Mathematical Proof as a Litmus Test: Revealing Failure Modes of Advanced Large Reasoning Models
- URL: http://arxiv.org/abs/2506.17114v3
- Date: Thu, 31 Jul 2025 16:23:29 GMT
- Title: Mathematical Proof as a Litmus Test: Revealing Failure Modes of Advanced Large Reasoning Models
- Authors: Dadi Guo, Jiayu Liu, Zhiyuan Fan, Zhitao He, Haoran Li, Yumeng Wang, Yi R. Fung,
- Abstract summary: We introduce the RFMDataset (Reveal Failure Modes), a collection of 200 diverse mathematical proof problems.<n>We thoroughly evaluate advanced models' performance on it.<n>Our analysis uncovers 10 fine-grained error types, which shows fundamental limitations in current large reasoning models.

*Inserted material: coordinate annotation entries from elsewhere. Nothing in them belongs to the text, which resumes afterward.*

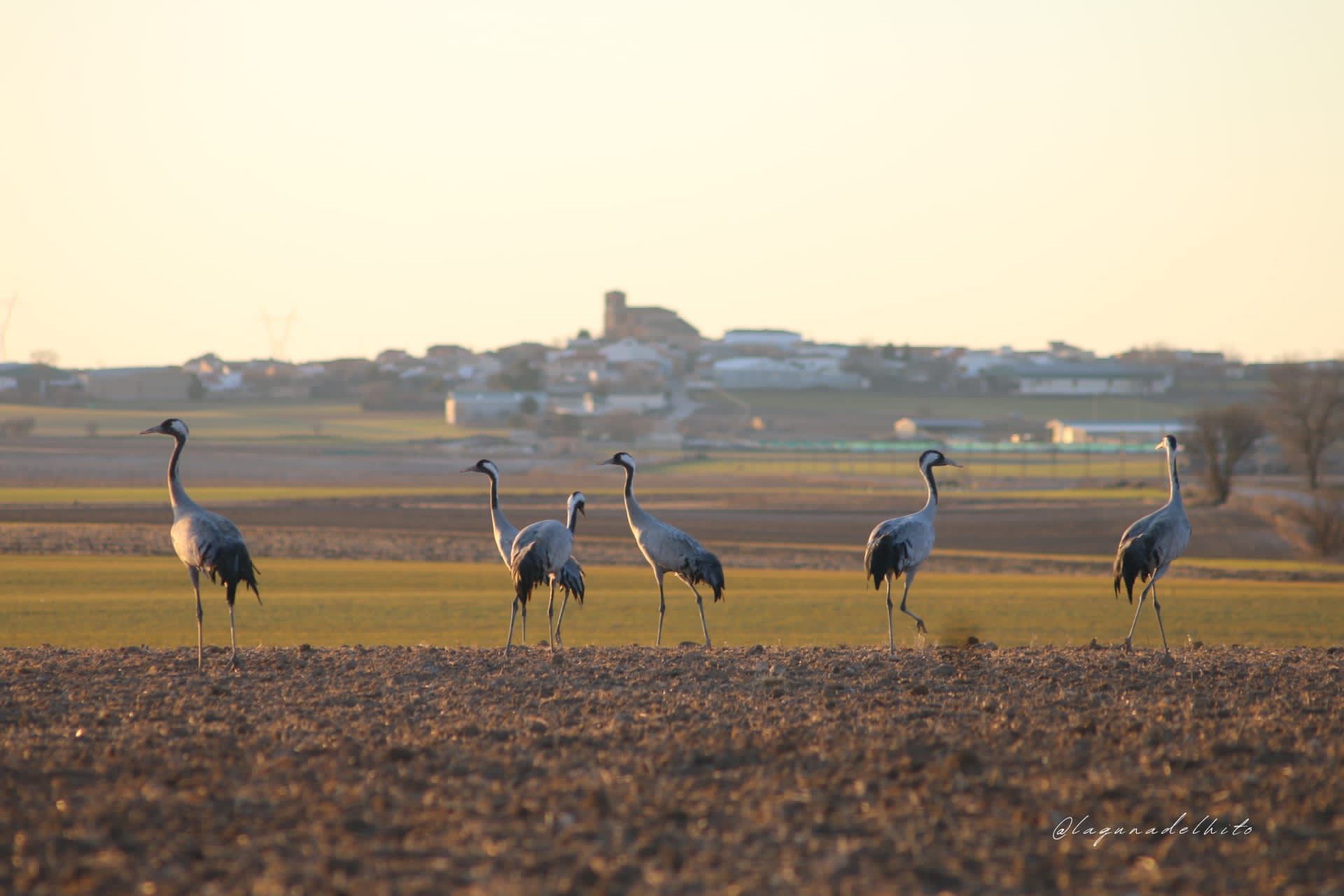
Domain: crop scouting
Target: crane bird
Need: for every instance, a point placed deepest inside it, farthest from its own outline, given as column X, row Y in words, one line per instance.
column 668, row 550
column 1149, row 546
column 571, row 574
column 538, row 556
column 204, row 542
column 898, row 547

- Score: 11.250861762443801
- License: http://arxiv.org/licenses/nonexclusive-distrib/1.0/
- Abstract: Large reasoning models (e.g., R1, o3) have demonstrated remarkable mathematical problem-solving abilities. However, the high reported accuracy of these advanced models on popular datasets, reliance on purely numerical evaluation and potential benchmark leakage, often masks their true reasoning shortcomings. To address this, we propose leveraging the inherent rigor and methodological complexity of mathematical proofs as a diagnostic tool to expose these hidden failures. Specifically, we introduce the RFMDataset (Reveal Failure Modes), a collection of 200 diverse mathematical proof problems, and thoroughly evaluate advanced models' performance on it. Our in-depth analysis of their failures uncovers 10 fine-grained error types, which shows fundamental limitations in current large reasoning models: 1) large reasoning models grapple profoundly with mathematical proofs, with some generating entirely correct proofs for less than 20% of problems and failing even on basic ones; 2) models exhibit a diverse spectrum of reasoning failures, prominently demonstrating the lack of guarantees for the correctness and rigor of single-step reasoning; and 3) models show hallucination and incompleteness during the reasoning process. Our findings reveal that models' self-reflection is insufficient to resolve the current logical dilemmas, necessitating formalized and fine-grained logical training.